Failure to start/recover after full disk
holiman opened this issue · 3 comments
holiman commented
posting this here so I don't forget it
Traceback (most recent call last):
File "/usr/local/lib/python3.6/dist-packages/docker/api/client.py", line 223, in _raise_for_status
response.raise_for_status()
File "/usr/local/lib/python3.6/dist-packages/requests/models.py", line 939, in raise_for_status
raise HTTPError(http_error_msg, response=self)
requests.exceptions.HTTPError: 500 Server Error: Internal Server Error for url: http+docker://localunixsocket/v1.35/containers/create?name=geth
During handling of the above exception, another exception occurred:
Traceback (most recent call last):
File "utilities/fuzzerweb.py", line 59, in <module>
main()
File "utilities/fuzzerweb.py", line 50, in main
fuzzer.startDaemons()
File "/datadrive/evmlab/utilities/fuzzer.py", line 297, in startDaemons
procinfo = startDaemon(client_name, cmd)
File "/datadrive/evmlab/utilities/fuzzer.py", line 262, in startDaemon
cfg.logfilesPath():{ 'bind':'/logs/', 'mode':"rw"},
File "/usr/local/lib/python3.6/dist-packages/docker/models/containers.py", line 745, in run
detach=detach, **kwargs)
File "/usr/local/lib/python3.6/dist-packages/docker/models/containers.py", line 803, in create
resp = self.client.api.create_container(**create_kwargs)

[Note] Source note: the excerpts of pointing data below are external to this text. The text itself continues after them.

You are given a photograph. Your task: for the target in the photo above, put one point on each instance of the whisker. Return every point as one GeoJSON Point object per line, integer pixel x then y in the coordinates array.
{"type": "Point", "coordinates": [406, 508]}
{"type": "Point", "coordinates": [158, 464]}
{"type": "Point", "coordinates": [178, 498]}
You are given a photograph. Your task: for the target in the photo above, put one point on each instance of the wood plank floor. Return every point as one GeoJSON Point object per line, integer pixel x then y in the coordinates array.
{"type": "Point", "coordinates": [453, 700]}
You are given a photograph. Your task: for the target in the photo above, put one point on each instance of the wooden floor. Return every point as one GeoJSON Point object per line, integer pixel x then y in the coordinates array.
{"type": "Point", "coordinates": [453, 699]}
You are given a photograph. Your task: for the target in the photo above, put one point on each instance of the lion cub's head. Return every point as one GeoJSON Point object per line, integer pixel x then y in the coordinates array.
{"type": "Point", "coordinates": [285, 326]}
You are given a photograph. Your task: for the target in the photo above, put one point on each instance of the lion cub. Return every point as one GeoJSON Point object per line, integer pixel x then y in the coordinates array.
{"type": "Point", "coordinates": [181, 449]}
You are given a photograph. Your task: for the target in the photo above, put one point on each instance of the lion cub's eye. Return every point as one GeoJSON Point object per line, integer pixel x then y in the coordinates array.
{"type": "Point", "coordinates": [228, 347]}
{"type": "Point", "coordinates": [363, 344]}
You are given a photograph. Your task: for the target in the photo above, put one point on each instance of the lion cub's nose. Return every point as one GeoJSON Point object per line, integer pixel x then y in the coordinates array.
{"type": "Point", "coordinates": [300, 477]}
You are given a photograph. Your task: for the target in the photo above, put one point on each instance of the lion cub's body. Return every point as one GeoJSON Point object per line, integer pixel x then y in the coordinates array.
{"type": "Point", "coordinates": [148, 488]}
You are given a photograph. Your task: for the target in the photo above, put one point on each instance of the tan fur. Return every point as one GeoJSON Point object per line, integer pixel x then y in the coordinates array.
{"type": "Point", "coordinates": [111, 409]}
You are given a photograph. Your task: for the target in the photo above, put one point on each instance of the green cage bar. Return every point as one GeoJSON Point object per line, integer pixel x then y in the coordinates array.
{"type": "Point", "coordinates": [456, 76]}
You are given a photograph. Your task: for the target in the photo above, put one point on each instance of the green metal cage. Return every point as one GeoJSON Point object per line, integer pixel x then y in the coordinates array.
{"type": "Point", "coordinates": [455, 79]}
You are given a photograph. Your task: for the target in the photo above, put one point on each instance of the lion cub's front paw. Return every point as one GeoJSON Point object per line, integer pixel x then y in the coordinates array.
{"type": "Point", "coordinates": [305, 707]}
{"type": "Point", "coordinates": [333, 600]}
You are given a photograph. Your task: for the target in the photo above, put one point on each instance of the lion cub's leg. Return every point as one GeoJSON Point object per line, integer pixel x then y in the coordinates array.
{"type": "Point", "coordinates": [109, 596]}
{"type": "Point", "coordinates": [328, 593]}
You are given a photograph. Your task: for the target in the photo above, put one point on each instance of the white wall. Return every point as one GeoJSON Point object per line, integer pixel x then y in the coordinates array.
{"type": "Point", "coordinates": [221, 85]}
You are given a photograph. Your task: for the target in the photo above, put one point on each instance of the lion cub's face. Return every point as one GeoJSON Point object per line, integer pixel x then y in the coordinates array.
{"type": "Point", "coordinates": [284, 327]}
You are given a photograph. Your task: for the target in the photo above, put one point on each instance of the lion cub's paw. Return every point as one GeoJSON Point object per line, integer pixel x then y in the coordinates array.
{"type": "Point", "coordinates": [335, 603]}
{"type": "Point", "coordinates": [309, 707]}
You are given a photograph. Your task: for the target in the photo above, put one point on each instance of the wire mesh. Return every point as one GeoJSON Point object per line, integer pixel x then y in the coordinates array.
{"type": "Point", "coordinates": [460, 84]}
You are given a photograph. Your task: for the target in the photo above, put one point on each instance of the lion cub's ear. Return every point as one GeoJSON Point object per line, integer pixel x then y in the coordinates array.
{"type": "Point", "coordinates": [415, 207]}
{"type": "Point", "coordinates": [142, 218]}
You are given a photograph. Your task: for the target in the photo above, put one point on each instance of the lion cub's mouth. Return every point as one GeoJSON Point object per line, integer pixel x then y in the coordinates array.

File "/usr/local/lib/python3.6/dist-packages/docker/api/container.py", line 403, in create_container
return self.create_container_from_config(config, name)
File "/usr/local/lib/python3.6/dist-packages/docker/api/container.py", line 414, in create_container_from_config
return self._result(res, True)
File "/usr/local/lib/python3.6/dist-packages/docker/api/client.py", line 229, in _result
self._raise_for_status(response)
File "/usr/local/lib/python3.6/dist-packages/docker/api/client.py", line 225, in _raise_for_status
raise create_api_error_from_http_exception(e)
File "/usr/local/lib/python3.6/dist-packages/docker/errors.py", line 31, in create_api_error_from_http_exception
raise cls(e, response=response, explanation=explanation)
docker.errors.APIError: 500 Server Error: Internal Server Error ("mkdir /var/lib/docker/aufs/mnt/e7166fe1252e1c448d1d2fd6cc0118ff893d543b6cde1af4bc135e8f8521c6c1-init: no space left on device")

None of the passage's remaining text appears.